信用格付け会社ムーディーズが、ステーブルコインのための格付けシステムを開発していることがわかった。ブルームバーグが26日に、匿名の情報筋の話を引用して報じた。最大20のステーブルコインを対象とした分析を行う。

システムは、開発の初期段階にあるとみられる。公式な信用格付けとはみなされないものの、ステーブルコインの裏付け資産の証明の質を評価し、格付けすることになる。
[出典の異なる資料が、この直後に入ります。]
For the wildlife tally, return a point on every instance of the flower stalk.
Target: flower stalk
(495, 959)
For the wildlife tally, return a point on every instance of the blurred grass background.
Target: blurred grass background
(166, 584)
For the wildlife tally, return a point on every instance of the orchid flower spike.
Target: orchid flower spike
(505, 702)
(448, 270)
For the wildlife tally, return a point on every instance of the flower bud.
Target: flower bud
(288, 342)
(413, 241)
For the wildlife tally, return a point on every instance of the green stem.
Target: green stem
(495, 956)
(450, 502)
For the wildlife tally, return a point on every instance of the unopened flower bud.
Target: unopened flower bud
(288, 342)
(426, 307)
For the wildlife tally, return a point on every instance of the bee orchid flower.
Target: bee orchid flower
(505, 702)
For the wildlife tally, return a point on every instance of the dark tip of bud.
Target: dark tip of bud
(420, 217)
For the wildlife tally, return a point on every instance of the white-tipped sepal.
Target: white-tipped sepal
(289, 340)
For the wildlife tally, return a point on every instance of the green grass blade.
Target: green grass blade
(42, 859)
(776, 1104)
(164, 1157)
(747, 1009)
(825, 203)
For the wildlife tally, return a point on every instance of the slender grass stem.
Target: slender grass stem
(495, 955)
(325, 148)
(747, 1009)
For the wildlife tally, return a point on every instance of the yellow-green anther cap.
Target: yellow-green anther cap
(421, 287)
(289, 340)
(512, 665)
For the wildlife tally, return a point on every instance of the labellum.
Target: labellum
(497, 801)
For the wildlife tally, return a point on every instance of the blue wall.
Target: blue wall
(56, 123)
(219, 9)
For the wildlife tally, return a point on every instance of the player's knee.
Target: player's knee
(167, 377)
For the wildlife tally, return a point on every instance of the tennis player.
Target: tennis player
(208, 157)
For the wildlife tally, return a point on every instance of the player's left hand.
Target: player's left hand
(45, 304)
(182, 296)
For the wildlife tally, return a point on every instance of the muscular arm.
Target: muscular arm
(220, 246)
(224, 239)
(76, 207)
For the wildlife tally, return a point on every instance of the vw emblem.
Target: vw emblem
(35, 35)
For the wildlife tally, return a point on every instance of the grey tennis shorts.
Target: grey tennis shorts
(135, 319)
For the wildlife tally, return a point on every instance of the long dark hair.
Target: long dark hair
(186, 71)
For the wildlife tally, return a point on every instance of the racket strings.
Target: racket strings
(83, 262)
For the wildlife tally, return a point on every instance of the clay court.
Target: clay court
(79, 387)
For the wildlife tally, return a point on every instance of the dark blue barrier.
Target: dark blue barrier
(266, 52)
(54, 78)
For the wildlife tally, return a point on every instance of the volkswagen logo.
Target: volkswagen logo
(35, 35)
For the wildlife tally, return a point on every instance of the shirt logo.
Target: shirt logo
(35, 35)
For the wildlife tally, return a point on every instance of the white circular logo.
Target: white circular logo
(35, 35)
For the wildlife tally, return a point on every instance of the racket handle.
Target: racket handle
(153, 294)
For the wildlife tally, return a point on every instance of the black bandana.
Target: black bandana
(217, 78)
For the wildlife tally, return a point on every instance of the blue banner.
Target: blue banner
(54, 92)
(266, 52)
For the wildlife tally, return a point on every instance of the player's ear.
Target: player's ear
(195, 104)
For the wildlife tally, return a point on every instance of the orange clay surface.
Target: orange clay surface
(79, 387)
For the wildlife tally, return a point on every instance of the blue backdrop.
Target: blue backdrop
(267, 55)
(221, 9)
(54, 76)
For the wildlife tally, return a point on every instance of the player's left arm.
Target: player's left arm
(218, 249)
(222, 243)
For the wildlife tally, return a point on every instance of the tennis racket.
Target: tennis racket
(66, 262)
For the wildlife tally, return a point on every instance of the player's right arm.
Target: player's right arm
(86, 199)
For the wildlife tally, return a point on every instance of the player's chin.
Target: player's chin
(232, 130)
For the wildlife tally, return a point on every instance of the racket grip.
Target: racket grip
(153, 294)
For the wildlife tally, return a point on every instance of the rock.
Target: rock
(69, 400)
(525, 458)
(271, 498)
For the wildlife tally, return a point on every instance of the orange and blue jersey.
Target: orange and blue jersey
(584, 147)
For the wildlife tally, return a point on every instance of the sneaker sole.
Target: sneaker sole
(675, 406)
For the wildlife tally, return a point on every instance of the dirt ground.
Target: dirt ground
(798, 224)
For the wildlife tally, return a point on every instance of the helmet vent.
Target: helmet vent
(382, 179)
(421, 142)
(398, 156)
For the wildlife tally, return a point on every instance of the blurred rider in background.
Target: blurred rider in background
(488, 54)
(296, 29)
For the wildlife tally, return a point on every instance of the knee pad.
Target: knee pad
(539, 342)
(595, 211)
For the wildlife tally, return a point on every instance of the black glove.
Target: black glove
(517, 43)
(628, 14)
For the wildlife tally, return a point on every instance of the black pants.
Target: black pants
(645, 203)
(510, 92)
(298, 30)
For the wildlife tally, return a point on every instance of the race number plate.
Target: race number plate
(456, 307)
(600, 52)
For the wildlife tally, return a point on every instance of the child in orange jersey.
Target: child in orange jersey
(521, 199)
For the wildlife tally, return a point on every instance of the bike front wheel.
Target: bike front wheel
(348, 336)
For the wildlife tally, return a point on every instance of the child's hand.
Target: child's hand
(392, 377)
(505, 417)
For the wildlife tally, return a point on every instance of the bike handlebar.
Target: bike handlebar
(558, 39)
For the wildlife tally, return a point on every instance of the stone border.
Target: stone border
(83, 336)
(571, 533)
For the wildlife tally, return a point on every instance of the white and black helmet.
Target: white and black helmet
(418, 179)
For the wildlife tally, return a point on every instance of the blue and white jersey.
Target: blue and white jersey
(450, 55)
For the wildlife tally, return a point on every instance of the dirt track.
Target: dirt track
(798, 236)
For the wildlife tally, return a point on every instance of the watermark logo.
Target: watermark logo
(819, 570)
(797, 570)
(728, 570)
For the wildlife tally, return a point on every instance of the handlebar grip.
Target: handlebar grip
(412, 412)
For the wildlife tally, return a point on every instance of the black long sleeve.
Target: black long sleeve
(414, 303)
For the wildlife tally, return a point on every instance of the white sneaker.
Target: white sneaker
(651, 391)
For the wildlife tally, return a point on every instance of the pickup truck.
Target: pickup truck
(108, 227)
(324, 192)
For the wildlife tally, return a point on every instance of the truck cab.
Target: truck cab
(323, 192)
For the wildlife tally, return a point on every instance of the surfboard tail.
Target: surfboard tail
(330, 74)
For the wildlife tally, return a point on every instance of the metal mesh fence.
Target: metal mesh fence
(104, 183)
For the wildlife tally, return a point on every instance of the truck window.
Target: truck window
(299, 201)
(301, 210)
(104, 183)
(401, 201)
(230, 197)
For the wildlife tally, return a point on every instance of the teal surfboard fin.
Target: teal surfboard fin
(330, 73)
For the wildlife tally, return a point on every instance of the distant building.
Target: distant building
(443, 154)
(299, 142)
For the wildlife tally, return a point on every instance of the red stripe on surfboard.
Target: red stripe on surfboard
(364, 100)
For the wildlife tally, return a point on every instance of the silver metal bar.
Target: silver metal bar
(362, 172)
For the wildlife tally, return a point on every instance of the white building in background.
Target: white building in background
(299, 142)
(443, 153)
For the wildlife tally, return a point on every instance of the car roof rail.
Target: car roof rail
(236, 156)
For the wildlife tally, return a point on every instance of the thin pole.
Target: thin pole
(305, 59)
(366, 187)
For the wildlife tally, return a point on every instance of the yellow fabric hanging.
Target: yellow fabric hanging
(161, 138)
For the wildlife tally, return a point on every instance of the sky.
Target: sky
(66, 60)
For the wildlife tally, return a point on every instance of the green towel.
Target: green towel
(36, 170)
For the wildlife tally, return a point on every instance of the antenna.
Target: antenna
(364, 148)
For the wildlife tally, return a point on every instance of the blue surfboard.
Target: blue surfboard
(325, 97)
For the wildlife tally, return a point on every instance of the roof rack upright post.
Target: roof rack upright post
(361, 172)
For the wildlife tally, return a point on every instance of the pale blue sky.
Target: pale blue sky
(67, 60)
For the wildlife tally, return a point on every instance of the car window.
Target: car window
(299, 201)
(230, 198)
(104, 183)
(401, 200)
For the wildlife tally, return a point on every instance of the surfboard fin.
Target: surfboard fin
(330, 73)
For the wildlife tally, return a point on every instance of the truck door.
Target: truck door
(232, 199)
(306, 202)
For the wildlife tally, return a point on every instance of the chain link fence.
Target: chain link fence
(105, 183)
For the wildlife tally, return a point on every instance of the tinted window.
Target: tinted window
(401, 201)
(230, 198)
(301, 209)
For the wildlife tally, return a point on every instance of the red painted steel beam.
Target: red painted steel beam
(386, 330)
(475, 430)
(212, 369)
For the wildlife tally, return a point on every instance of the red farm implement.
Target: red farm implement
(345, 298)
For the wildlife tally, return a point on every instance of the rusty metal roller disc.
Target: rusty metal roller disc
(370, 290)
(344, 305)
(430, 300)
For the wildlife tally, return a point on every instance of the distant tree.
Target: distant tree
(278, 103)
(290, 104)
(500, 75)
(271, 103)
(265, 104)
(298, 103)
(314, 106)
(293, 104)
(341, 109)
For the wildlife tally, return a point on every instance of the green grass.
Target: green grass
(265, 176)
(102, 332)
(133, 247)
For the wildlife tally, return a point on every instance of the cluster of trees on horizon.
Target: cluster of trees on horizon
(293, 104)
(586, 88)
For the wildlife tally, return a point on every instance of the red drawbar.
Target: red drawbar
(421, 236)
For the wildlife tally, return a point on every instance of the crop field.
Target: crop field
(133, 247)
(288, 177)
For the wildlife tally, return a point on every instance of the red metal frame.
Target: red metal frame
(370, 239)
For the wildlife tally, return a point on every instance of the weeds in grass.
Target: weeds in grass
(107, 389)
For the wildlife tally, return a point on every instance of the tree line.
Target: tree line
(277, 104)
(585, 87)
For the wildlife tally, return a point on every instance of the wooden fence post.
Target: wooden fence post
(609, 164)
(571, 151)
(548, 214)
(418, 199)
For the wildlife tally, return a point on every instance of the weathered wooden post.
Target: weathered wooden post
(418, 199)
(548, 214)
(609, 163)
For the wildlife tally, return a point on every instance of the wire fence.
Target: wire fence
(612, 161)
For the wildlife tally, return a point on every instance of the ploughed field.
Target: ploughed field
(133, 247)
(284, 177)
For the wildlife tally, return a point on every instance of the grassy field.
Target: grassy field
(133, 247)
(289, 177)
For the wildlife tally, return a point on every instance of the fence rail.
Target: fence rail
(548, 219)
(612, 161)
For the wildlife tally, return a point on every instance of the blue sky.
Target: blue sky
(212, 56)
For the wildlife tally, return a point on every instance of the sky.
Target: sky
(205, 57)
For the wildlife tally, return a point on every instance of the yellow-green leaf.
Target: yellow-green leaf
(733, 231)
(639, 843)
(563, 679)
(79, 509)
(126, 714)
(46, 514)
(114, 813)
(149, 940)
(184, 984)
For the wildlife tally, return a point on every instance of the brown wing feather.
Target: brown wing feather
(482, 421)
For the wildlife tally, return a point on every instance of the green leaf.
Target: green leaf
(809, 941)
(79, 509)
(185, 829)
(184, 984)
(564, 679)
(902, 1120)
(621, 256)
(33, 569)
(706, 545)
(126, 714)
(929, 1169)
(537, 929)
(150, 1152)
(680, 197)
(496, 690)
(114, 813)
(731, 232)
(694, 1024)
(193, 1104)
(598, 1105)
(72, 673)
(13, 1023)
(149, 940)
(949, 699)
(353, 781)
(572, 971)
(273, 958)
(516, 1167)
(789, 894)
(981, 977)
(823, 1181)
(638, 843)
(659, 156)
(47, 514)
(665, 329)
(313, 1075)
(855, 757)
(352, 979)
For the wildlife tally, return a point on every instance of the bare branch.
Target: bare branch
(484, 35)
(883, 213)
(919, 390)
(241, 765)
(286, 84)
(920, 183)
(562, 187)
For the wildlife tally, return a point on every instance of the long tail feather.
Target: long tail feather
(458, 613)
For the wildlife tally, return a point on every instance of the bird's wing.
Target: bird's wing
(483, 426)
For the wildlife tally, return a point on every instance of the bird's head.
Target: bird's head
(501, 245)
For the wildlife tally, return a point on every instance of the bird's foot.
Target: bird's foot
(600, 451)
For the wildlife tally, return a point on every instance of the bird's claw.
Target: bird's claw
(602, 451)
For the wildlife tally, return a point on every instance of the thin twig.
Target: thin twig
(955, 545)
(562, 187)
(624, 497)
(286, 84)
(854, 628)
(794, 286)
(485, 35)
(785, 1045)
第三者が企業の主張が正確であることを証明することで、ステーブルコインが1対1で裏付けられていることを検証する。

ステーブルコインとは、その価値が米ドルなどの法定通貨や他の金融商品に裏付けられている仮想通貨だ。ステーブルコインの価値を他の資産に結びつけることで、その他の仮想通貨のようにボラティリティに影響されない資産を提供するというコンセプトで開発された。しかし、これはステーブルコインのリスクがないことを意味するわけではない。

例えば、ステーブルコインの最大手であるテザー社は、2021年、同社のステーブルコイン「USDT」の裏付けとなる法定通貨の担保額を偽っていたとされ、ニューヨーク検事総長と和解している。ニューヨーク州に1850万ドルの損害賠償を支払うほか、同社は引当金の定期的な開示を求められた。

ステーブルコインの裏付け資産は、2022年から始まった弱気市場と一部仮想通貨企業の破綻の影響から、ここ数カ月でさらに精査されるようになった。5月には、アルゴリズム型ステーブルコインであるテラUSD(UST)がドルペグを失い、約0.30ドルの安値に暴落したときに、テラのエコシステムが崩壊した。

ムーディーズは上場企業の信用格付けを行い、格付けを通じて信用リスクに関する分析を配信している。